Together they wrote a book called “What the Fat: Fat's IN: Sugar's OUT,” 2015

and a new one called “What the Fat: Sports Performance,” 2016

Dr Caryn Zinn

A Damascus Moment

Zinn says she was “very loyal” to  mainstream low-fat, high-carb dietary  guidelines.

Schofield came across some old high-fat related research, five years ago, and asked her opinion.

She almost said. “Take your low-carb diet and go somewhere else. I am the dietitian and I know."

Instead, Zinn scrutinised the research. She was soon “flabbergasted” to realise that everything she had learned and thought she knew about diet and nutrition was wrong.

“The evidence that led to mainstream dietary guidelines was largely observational, correlation-based research,” Zinn said. “From a quality viewpoint, it did not compare to the solid, randomised controlled trials (RCTs) that were available to support low-carb, high-fat diets.”

Zinn in her practice worked with many who weren't able to maintain the weight loss. She began to realise that there was good reason: They were constantly hungry because they were eating too many carbohydrates and too little fat.

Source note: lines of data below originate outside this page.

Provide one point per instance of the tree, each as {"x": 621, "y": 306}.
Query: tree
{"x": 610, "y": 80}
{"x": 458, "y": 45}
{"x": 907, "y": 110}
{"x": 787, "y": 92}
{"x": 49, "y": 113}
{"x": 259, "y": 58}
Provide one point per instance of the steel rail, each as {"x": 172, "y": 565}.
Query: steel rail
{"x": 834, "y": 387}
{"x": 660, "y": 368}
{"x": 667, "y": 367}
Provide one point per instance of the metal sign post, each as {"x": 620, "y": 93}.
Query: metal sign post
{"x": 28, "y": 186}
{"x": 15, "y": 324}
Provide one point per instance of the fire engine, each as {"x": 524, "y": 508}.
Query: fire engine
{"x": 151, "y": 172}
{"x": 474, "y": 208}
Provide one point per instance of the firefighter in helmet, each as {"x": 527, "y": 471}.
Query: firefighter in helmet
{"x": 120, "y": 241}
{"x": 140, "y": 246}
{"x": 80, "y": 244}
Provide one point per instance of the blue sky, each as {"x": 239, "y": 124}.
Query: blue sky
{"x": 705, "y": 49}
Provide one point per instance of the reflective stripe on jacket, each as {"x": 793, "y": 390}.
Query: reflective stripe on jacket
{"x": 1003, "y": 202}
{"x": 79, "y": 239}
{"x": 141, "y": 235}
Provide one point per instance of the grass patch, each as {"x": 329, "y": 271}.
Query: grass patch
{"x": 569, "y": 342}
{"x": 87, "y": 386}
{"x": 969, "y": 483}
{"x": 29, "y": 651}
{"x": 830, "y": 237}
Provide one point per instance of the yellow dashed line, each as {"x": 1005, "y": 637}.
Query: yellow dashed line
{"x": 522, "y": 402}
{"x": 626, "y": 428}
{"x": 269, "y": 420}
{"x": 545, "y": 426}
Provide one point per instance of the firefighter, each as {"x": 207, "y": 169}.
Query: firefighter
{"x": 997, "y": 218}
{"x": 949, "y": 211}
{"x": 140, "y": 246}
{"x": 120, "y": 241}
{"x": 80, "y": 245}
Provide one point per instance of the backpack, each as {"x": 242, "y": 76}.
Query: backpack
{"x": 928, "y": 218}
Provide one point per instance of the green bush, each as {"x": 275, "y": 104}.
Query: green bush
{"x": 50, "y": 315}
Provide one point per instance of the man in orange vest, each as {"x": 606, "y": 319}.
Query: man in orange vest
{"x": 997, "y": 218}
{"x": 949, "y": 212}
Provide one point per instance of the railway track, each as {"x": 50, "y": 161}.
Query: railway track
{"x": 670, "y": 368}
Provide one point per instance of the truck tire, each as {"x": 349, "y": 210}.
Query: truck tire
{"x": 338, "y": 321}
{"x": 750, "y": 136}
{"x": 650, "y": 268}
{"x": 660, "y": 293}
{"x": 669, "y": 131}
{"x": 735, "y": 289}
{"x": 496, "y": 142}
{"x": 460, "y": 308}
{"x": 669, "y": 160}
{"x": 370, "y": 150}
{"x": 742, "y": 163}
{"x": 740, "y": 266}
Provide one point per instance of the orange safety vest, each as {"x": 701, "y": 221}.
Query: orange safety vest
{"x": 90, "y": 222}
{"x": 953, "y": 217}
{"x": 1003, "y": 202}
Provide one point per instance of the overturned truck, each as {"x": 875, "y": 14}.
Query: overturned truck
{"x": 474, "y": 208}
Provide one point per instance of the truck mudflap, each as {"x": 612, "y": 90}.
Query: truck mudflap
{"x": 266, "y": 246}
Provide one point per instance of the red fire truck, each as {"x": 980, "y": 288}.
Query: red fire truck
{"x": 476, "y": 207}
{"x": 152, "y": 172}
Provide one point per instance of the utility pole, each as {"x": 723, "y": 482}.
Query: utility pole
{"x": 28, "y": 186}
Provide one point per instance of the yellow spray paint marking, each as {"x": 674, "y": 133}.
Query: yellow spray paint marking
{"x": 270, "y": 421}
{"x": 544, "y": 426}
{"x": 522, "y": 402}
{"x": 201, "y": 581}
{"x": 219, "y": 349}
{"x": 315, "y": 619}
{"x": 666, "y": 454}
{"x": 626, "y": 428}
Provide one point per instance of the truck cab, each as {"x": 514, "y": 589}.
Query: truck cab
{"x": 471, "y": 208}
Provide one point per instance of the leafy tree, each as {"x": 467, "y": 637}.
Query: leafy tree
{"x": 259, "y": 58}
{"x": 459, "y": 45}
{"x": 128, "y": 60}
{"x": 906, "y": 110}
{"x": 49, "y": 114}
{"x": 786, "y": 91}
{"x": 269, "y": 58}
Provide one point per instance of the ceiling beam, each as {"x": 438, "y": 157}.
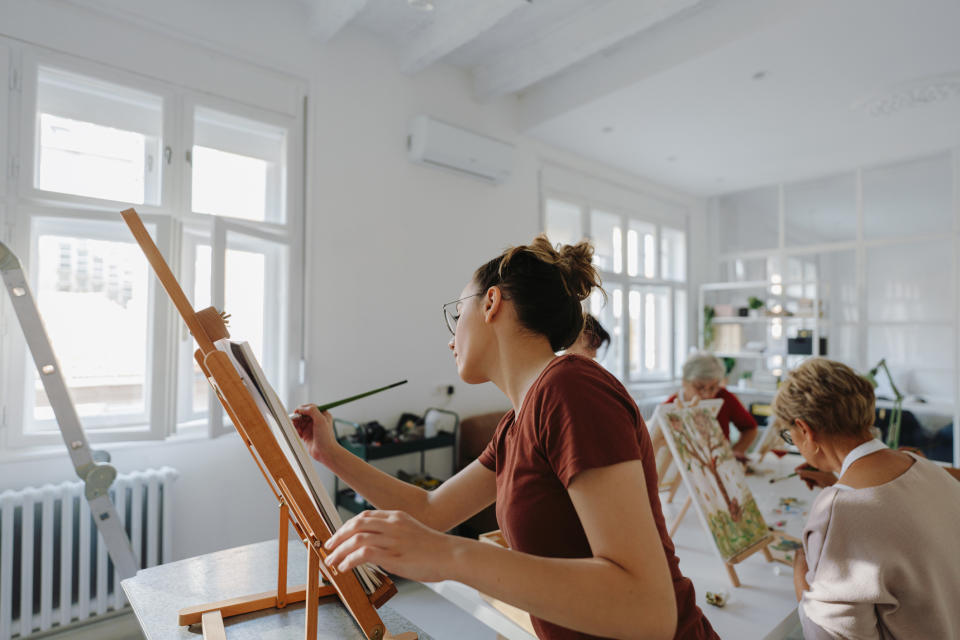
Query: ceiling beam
{"x": 452, "y": 27}
{"x": 327, "y": 17}
{"x": 702, "y": 32}
{"x": 582, "y": 34}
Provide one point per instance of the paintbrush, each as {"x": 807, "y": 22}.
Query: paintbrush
{"x": 772, "y": 480}
{"x": 336, "y": 403}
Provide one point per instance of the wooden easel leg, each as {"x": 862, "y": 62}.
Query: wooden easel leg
{"x": 213, "y": 629}
{"x": 674, "y": 486}
{"x": 282, "y": 558}
{"x": 313, "y": 591}
{"x": 733, "y": 574}
{"x": 683, "y": 512}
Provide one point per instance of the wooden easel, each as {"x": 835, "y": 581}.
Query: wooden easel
{"x": 666, "y": 482}
{"x": 665, "y": 460}
{"x": 296, "y": 505}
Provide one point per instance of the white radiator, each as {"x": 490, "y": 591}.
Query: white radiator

Part of that realisation involved understanding why carbohydrate really isn't an essential nutrient.

Zinn also realised that fears about low-carbohydrate and ketogenic diets, that worried her, were “just scare mongering”.

As a consequence, Zinn said: “I'm embarrassed to say that I used to teach my students that low-carbohydrate diets were bad because ketosis was bad.”